The human gut contains a vast number of what are known as symbiotic microorganisms. These are microbes that have co-evolved with humans and are part of our normal, healthy digestive tract. Several different species of these microorganisms have been shown to be beneficial to our health. Indeed, having the correct balance of beneficial bacteria is critical to the prevention of a range of intestinal disorders, the most well known being irritable bowel syndrome (IBS). The mechanisms used by these beneficial bacteria to enable them to survive and flourish in the such a competitive environment are currently not well understood. The genome sequence of a prominent member of our gut bacterial community, Bacteroides thetaiotaomicron has paved the way for a fuller understanding of these important processes. The bacterium contains a large number of proteins and enzymes specifically tailored for sensing different carbohydrates in its environment and using them as a source of nutrients. This may be how B. thetaiotaomicron is able to survive so well in the human gut which contains a wide range of complex plant derived carbohydrates from our diet (often called dietary fibre) as well as those produced by our own bodies. Microbes are able to sense changes in their environment, such as the presence of nutrients, by binding specific signalling molecules to proteins on the surface of the cell. The recognition of these extracellular molecules activates gene expression changes in the bacteria that enable them to respond to the change in their environment. However, the identity of these signalling molecules and the mechanism by which they are recognised is currently unclear. The aim of this project is to identify the important environmental signalling molecules that recognised by B. thetaiotaomicron and further our understanding of how they are sensed by the bacterium and the changes in gene expression that result. The prospective outcomes of this research are a fuller understanding of the mechanisms symbiotic bacteria have evolved to survive in the human intestine and possibly some insight into what dietary supplements we could use to encourage the growth of these beneficial organisms over harmful ones, thus benefiting human health.
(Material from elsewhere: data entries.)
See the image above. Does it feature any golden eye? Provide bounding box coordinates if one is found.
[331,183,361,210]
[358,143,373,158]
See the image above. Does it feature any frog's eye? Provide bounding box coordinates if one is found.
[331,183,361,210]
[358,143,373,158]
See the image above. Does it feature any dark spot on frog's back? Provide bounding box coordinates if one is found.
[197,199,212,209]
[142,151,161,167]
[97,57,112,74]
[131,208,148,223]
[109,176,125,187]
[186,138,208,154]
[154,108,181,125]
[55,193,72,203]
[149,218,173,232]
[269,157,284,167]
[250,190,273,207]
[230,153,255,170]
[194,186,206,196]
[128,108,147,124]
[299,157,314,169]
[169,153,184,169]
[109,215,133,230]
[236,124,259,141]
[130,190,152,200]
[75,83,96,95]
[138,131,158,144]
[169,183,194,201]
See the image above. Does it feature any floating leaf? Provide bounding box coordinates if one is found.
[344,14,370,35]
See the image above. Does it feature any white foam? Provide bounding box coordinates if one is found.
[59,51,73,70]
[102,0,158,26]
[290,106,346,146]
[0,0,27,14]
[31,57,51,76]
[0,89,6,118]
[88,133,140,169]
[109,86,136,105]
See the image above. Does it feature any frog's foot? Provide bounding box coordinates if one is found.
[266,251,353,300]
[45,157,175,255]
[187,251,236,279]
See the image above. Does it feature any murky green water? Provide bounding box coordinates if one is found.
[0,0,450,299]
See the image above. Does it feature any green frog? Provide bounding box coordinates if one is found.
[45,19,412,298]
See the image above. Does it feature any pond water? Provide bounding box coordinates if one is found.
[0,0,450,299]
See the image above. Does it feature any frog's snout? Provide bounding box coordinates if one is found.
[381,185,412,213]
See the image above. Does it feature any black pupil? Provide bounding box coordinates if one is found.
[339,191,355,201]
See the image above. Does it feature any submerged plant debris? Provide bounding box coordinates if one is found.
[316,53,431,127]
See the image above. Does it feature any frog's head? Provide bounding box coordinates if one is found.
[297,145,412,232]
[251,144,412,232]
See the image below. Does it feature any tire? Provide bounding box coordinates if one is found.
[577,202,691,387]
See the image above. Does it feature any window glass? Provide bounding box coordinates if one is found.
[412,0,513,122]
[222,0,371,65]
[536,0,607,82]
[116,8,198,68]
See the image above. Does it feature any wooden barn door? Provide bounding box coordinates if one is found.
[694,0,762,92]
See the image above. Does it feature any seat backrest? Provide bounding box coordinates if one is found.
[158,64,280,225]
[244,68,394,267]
Regulation of gene expression in response to changes in the external environment is critical to the survival of all cells. In bacteria, responses to changes in the extracellular milieu are often mediated by two-component systems (TCS). Although the basic biochemistry of TCS is quite well understood, several important issues are less clear. In particular there is a paucity of data on the identity and complexity of the signalling molecules that activate TCS. Bacteroides thetaiotaomicron, a prominent member of the human gut microbiota which plays an important role in human health and nutrition, synthesises an extensive repertoire of catabolic enzymes that enable the organism to utilise both plant and host-derived polysaccharides and is critical to its ability to survive in the highly competitive community of the large intestine. Recently it has been shown that the polysaccharide degrading apparatus of B. thetaiotaomicron is regulated by novel hybrid two-component systems (HTCS), which contain all of the domains of a canonical TCS in a single polypeptide. In view of the role of B. thetaiotaomicron in the maintenance of human health it is important that the molecules which regulate expression of the enzymes that enable the bacterium to access complex carbohydrates are identified and the mechanism of signal perception is understood. Recent studies by the applicant and his collaborators have identified the HTCS that activate the expression of different polysaccharide utilisation loci in response to specific carbohydrate polymers, and the periplasmic sensory domains of several HTCS have been expressed in a recombinant form. In this project we will use a combined biochemical and transcriptomics based approach to identify the precise ligands that activate specific HTCS, and provide a fuller understanding of the mechanisms of signal recognition in these generic prokaryotic regulatory systems.